March Book Report: The Wife, book two of Kristin Lavransdatter by Sigrid Undset



I prefer happy stories.  Happy in this case is loosely defined to mean a book that is not filled with terror, unremitting anxiety, or endless misery.  It’s not relentlessly happy, of course, because life isn’t relentlessly happy.  But it does lean toward happy, a characteristic that I really prefer in a book.  I picked up a trio of books by Sigrid Undset.  Together, the three novels are called Kristin Lavransdatter; all three novels center on the life of Kristin, first as a girl, then a young married woman becoming a mother, and in the third novel as mature married woman and mother.  

Set in 15th century medieval Norway, the book is a collection of three novels about the life of Kristin, the beloved daughter of a prosperous Norwegian squire.  She grows up in the mountains near modern-day Lillehammer, and ultimately marries a man from further north in Trondheim.  I’ve read the first two novels in the series and this month’s review is about the second book, The Wife.

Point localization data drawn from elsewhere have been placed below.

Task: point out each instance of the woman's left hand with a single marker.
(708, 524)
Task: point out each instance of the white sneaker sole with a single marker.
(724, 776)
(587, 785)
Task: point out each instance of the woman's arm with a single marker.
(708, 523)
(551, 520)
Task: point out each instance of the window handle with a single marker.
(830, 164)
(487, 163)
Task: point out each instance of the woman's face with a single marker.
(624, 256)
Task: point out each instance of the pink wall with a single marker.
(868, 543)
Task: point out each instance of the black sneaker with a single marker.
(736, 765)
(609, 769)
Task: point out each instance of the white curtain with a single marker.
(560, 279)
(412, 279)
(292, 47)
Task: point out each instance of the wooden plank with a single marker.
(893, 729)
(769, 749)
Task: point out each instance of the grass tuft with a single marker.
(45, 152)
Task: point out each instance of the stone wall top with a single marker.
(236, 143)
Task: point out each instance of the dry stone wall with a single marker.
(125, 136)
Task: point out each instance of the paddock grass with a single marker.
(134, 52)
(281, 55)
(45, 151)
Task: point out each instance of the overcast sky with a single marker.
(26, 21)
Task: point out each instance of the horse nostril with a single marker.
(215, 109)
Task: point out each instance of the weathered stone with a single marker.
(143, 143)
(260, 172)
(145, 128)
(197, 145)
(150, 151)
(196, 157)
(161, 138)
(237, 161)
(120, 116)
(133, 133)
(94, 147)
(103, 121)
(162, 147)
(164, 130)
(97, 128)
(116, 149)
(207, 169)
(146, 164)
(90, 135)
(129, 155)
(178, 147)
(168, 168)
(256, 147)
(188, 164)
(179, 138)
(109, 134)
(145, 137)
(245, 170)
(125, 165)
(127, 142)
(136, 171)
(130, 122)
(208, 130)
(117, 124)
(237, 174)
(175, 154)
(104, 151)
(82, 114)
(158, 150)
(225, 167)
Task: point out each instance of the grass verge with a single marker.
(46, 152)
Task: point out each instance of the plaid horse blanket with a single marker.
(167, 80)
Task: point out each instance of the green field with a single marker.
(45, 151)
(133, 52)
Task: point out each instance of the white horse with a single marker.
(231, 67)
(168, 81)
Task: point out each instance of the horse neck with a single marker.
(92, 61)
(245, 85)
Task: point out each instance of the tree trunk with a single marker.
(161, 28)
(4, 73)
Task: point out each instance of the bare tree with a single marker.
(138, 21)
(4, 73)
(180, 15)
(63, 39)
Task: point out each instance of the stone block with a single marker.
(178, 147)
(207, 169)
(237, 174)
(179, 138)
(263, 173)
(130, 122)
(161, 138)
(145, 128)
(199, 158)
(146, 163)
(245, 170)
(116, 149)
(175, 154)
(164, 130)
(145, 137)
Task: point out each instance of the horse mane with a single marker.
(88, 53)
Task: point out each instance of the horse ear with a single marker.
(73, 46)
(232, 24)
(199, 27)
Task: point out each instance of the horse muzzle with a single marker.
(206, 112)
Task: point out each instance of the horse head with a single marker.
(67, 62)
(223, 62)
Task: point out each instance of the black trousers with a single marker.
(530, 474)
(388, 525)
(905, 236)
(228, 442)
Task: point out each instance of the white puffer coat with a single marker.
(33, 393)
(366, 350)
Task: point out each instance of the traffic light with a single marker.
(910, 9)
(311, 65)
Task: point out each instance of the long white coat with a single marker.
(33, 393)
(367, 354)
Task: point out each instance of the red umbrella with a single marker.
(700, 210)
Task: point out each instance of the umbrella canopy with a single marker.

Undset wrote the novel in  the 1920s; it was a major factor in her receipt of the 1928 Nobel prize for Literature.  The book is a genuine masterpiece, with an epic sense of historical time in the life of one women, Kristin.  Kristin is neither singular nor distinct; though she does defy the social norm of the day to marry a man her father is not convinced will be a good husband.   Kristin is a rich and complex woman who is both a creature of her historical time and also admirable in modern terms.  Undset’s knowledge of precise details of Norwegian medieval life and history is vast and impressive and enriches the tale.  Much of the story in The Wife involves Kristin becoming a mother (of seven sons!) and coming to terms with a marriage she desperately desired but finds to be more difficult than she imagined.  The book is rich with Norwegian history and the role of the Christian religion in the lives of medieval Norwegians.  As Kristin sorts out the complexities of getting her heart’s desire, the reader sorts out the complexities of the history of women’s lives.

I’ve been reading a number of books about women’s lives in historical terms and this book fit nicely into that canon.  I’ve been struck over and over by the boundaries of a woman’s world, both in terms of history and in the modern context.  From the influence of marriage and motherhood on the lives of historical women to modern conversations about girls’ bodies and the clothing they wear, to my observations about the ways in which the women seeking the 2020 presidency must position themselves and are treated by the mainstream media, I am struck by the power of the boundaries of women’s lives.  The first two Kristin Lavransdatter books found me thinking about those boundaries, then and now, and I look forward to reading the third novel in this splendid collection.